The Graduate Teaching and Research Assistants Coalition United Electrical Local 1105 formed nine months ago and said it hopes to make a bid for unionization to the state’s Bureau of Mediation Services this month. The coalition officials said they would not reveal how many members it has, as part of their strategy to become an official union.
The coalition is working to provide an independent voice for the University’s approximately 4,500 teaching and research assistants.
Health care is a major issue for graduate employees who have families or people they claim as dependents, said Julia Musha, an international graduate student and teaching assistant in the English department.
“The amount of health-care coverage has decreased over time,” she said. “When I started here, it was 100 percent (coverage) and now, it’s 95 percent with a $10 office co-payment.”
Musha said the University previously covered the total cost of health insurance, but now, graduate employees must produce the missing 5 percent.
The majority of graduate employees in the Big Ten already have unions representing them, and graduate employees feel the University has fallen “behind the curve,” said Ryan Murphy, an organizer for the coalition and doctoral candidate in the American studies department.
“Not having a union – that really shows up in our pay and our benefits,” Murphy said.
He said that in terms of pay, the University’s graduate employees are number 28 out of 30 for the nation’s top universities.
The coalition has been working on educating graduate employees and gaining their support for the last nine months, Murphy said.

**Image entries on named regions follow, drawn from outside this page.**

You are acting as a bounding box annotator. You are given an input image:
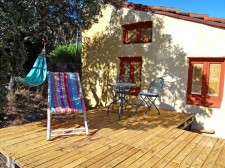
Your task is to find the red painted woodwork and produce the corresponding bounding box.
[187,58,225,108]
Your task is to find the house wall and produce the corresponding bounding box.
[82,6,225,138]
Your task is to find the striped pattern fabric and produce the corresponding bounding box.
[48,72,86,114]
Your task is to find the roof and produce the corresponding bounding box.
[119,2,225,28]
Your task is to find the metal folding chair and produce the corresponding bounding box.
[134,77,164,115]
[107,75,133,119]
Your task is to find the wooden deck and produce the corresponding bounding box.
[0,109,225,168]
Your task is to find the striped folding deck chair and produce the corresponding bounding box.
[47,72,89,140]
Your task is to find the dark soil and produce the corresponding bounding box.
[0,88,47,128]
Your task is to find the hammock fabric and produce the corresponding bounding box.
[48,72,86,114]
[16,47,47,87]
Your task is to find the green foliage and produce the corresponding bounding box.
[0,0,126,113]
[49,43,82,72]
[51,44,82,62]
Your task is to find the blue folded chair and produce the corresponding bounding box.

“Building a union is a long process,” Murphy said. “To be a functioning and effective democracy, everyone has to have the information that they need.”
He said the graduate student employees’ attempt to unionize is not meant to clash with the University but help it become better. The more graduate employees are taken care of, the better they will serve students, Murphy said.
According to its Web site, the coalition works to establish five things for graduate employees: health care, fair salaries, job security, respect and unification of students – regardless of citizenship.
Musha also said it’s important graduate employees work together, have an opportunity to address their concerns and have a “seat at the table” when it comes to sharing their views on University policies and decisions.
“It is always best to be represented as a collective entity rather than as individuals,” Musha said.
The union has many goals in its platform, but coalition member Kristen Houlton said one of the most important to her is earning the respect of the University as employees.
Houlton, who is also a member of the Council of Graduate Students, the Graduate and Professional Student Assembly, and the Student Senate, said she would like to see the University recognize how much graduate employees help it.
“That really needs to be acknowledged – that the work that we do really keeps this place running,” Houlton said.